Don't entrust authorization and role management to the client application. I should not be able to use knowledge of the code to obtain data from the database that I have no rights for. If I decompile the end user application, replace the string "TECH" with "ADMIN", it should only impact the application, not the data access. However, it is perfectly acceptable to use these roles in the application for controlling which screens are presented. Screen access doesn't dictate data access. Don't burn up man-hours trying to control screen visibility. Assume a well-behaved user. If he tries hard enough, he gets a blank screen, but it isn't usually worth writing code for, just worry about the data.

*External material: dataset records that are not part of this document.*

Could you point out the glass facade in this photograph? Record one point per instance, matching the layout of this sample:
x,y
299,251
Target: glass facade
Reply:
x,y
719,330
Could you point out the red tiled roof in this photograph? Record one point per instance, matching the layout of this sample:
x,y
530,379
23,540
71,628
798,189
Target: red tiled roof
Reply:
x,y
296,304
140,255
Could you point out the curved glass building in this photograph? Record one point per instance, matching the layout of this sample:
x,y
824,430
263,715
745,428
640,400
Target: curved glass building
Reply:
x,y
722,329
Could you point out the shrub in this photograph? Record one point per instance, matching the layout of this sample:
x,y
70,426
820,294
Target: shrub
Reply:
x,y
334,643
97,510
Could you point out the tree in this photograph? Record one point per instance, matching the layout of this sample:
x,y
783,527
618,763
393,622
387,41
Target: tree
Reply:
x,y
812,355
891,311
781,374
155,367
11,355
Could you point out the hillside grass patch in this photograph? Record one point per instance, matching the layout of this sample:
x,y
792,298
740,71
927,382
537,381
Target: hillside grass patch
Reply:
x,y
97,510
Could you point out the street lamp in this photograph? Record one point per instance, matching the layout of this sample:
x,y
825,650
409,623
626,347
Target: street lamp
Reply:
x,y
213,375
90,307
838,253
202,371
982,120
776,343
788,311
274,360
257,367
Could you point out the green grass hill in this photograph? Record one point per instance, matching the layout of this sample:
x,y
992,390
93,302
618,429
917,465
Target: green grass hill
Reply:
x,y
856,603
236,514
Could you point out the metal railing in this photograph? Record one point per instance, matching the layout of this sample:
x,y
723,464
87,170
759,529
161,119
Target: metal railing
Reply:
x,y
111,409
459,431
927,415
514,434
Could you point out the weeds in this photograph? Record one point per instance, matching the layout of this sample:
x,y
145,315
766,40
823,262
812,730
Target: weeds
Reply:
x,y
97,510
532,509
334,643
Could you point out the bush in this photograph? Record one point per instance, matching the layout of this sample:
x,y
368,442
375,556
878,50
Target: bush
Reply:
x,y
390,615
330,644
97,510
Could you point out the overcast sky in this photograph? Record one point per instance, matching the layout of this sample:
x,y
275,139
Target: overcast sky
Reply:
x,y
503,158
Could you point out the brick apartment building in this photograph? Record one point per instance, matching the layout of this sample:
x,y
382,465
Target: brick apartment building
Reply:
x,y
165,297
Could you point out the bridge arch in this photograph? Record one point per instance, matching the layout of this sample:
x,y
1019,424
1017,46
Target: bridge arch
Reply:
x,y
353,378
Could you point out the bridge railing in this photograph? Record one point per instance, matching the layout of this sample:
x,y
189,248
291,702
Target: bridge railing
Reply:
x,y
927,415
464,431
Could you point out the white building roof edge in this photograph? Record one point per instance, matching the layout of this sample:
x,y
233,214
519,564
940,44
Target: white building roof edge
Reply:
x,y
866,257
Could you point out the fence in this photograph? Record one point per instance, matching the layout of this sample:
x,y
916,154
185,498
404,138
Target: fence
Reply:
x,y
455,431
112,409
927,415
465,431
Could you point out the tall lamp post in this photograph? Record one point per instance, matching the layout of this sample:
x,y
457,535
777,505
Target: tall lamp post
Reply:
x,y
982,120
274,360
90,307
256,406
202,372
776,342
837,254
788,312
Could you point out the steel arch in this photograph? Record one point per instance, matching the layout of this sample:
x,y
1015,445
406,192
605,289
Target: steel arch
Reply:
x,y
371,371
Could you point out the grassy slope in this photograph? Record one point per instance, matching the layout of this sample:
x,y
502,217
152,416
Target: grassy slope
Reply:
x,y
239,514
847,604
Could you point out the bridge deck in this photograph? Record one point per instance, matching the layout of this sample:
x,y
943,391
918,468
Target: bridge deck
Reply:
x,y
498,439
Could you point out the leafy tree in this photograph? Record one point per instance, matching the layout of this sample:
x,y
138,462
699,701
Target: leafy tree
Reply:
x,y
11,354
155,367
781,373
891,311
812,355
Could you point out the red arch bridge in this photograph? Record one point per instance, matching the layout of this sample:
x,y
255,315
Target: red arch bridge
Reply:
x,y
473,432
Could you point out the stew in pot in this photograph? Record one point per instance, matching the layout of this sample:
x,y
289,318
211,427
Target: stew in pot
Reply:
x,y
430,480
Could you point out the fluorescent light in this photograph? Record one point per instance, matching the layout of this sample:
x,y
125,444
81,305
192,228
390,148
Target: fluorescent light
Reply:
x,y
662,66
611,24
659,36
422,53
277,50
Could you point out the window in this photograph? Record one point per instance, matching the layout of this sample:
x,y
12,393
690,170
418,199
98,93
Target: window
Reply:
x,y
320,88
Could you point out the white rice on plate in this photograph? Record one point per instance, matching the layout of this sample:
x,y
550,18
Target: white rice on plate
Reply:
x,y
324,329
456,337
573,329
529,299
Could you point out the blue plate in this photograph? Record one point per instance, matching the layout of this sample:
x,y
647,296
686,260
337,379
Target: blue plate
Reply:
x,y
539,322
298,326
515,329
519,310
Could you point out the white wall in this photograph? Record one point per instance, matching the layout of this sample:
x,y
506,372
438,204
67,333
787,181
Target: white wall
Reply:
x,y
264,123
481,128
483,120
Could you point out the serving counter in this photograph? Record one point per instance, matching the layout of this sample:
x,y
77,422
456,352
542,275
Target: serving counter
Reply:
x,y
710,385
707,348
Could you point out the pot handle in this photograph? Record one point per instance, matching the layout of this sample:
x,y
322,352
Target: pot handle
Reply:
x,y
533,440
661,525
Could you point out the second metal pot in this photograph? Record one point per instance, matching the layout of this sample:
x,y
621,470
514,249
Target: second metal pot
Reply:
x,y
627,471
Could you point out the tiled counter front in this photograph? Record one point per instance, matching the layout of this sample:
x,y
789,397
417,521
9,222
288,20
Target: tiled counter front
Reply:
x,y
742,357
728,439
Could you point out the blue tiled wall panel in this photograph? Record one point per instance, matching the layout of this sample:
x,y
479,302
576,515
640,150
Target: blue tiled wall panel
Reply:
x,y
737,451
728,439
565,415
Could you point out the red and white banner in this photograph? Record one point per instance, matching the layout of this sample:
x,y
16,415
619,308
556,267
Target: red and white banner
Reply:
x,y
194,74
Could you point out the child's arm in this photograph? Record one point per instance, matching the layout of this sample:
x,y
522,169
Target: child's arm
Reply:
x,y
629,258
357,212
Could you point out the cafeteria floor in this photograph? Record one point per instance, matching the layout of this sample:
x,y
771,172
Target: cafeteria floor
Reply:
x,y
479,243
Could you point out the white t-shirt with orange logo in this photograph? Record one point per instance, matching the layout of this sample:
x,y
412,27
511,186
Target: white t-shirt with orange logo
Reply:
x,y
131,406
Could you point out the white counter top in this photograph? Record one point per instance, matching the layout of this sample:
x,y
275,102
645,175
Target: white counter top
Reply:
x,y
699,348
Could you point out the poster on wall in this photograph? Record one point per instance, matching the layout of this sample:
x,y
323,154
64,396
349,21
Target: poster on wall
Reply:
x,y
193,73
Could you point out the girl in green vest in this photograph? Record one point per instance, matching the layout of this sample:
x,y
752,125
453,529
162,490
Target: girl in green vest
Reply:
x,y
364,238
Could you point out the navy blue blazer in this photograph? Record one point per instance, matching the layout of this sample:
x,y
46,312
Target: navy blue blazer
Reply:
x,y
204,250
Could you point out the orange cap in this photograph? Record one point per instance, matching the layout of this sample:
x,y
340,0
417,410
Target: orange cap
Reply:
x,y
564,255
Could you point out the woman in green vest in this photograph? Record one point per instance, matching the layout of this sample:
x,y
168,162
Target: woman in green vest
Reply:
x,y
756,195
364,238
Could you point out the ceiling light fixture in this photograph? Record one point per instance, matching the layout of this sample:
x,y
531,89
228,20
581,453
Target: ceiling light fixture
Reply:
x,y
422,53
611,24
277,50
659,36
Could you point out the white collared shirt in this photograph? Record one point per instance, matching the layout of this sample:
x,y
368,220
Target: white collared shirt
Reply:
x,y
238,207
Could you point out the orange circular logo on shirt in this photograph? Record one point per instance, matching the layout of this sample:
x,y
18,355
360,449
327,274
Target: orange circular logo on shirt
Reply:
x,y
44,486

If the application is designed to use individual database users (i.e. I authenticate to Oracle as MSMITH, and MSMITH has its own views to protect the base table data) then you can still get away with direct database access, as long as the roles are protected, and enforced. However, many (most) designs use shared-schema multitenancy and application/LDAP managed users and roles, and in that case, to really solve the problem, you have to introduce a middle layer; a gatekeeper that doesn't trust the application. The gatekeeper will independently authenticate and authorize the user's role and only serve up data accordingly.
Storing the roles in a database isn't less secure. We just can't allow people to assign roles to themselves (unless that is their role). And we can't allow the RBAC to be circumvented.
That leaves you with a decision regarding your architecture. Whether to move the database and/or gatekeeper of the data into a realm that isn't accessible to the user or front-end application, except through some communication protocol. This is one reason that SaaS is more secure for EMR applications, it provides a clean solution; the user can't read or directly execute the application, because he doesn't own it or the domain it runs in; he just accesses it through the exposed interface. Many people think SaaS means "cloud", or that they login to some remote application across the Internet. But it simply means your user accesses the software as a service, and the software is centrally hosted. If you think about it, you can architect your Windows Forms application to use the benefits of the SaaS model, or narrow it down to DaaS (data as a service). Move your database off of the client, so it isn't co-resident, or if you must make it work on a single computer, put it in a separate user account or secure VM, and run the application without administration privileges, to communicate with the database through a service layer. The DaaS server might run in a back computer room, or at a remote office; that part isn't relevant.
This solves the security problem completely in that the server can perform the authentication, authorization, and administration of the roles, and no amount of spoofing roles in the client is going to override the server. If your client application has to request data through a service layer, then the security is out of his control, and secure. It may sound expensive to implement; it isn't too bad if you already have an MVC / MVP and/or SOA architecture. And if rearchitecting your application is unreasonable or cost-prohibitive, there are ways to do it purely at the database level with most robust relational databases.